Tehran, Iran – Supreme leader Ayatollah Ali Khamenei said that Iran is set to deliver a “punch” that will stun world powers during this week’s 31st anniversary of the Islamic revolution.
“Much the same way the world was punched when Michael Jackson died,” said a top Iranian official. “You know, the global outpouring of emotion, the gnashing of teeth, the many video montages of his work. Kinda like that, except with nuclear warheads.”
“We are ready to take any punch the East is willing to give us,” said a State Department official. “Well, not the East, but the guys in the east. I don’t know what to call em, those guys, in the east. Well, they call us the West so they should be the East. It makes sense, doesn’t it?”

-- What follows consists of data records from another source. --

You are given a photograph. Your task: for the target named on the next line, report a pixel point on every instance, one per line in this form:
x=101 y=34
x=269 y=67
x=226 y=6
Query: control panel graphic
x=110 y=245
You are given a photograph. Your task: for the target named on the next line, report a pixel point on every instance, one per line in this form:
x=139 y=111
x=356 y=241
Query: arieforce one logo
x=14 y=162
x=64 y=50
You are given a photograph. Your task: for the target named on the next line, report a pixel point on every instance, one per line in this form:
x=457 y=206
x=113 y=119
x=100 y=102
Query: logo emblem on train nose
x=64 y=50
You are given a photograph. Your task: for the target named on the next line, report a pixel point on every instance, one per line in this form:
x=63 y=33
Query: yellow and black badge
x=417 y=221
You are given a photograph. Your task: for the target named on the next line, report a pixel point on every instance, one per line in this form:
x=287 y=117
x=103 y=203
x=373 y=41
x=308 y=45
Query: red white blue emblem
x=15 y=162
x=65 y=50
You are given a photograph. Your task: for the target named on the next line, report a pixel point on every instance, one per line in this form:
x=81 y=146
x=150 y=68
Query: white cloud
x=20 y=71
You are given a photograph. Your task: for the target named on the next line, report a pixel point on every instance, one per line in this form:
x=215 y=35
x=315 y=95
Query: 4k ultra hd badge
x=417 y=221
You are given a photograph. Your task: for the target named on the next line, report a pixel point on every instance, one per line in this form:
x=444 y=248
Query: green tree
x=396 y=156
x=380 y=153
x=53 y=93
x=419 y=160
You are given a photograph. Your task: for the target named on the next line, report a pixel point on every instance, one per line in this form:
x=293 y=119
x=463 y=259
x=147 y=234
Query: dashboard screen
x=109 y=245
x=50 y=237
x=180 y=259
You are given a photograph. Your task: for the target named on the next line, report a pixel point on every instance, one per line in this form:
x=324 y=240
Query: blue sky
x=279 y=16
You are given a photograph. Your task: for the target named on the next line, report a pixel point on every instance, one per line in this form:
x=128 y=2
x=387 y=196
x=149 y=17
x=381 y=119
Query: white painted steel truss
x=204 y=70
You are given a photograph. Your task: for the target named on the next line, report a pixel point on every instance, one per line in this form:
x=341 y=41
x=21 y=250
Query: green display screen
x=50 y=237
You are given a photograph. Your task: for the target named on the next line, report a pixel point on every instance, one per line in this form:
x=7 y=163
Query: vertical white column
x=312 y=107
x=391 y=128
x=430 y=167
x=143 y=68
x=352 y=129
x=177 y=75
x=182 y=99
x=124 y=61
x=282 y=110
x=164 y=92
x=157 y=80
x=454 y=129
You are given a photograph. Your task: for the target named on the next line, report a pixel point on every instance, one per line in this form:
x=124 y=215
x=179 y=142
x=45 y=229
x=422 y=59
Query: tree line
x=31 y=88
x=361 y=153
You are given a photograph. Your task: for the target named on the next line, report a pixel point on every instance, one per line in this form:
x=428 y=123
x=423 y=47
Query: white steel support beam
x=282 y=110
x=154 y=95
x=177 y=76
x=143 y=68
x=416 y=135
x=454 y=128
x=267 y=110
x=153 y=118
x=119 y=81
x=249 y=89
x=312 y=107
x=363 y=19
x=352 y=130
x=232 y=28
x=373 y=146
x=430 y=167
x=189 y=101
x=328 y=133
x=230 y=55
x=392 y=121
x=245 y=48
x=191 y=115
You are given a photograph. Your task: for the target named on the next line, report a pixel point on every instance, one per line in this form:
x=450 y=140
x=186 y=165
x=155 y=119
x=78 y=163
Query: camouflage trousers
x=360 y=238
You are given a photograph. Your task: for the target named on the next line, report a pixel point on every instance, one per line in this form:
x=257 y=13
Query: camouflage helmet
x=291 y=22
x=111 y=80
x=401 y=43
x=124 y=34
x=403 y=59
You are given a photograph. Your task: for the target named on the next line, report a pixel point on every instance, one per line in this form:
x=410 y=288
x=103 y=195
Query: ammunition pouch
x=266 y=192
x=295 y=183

The International House of Braggarts called the announcement “textbook”, “we see a lot of bragging around here. You might say we’re the only place on Earth where people come to brag. We’re kinda a big deal in the bragging world” and “that’s your car? Really? Just so you know, my car is almost three times faster than you car. Oh, that doesn’t impress you? Well, I’ve met millions of people who are more impressed with me than you.”
“They know that they can’t punch the West,” said a White House official. “I mean, we’re kinda running the world right now and-oh my God! No! The price of oil just went up seven dollars! How could… I see.” After composing himself he added, “I apologize.”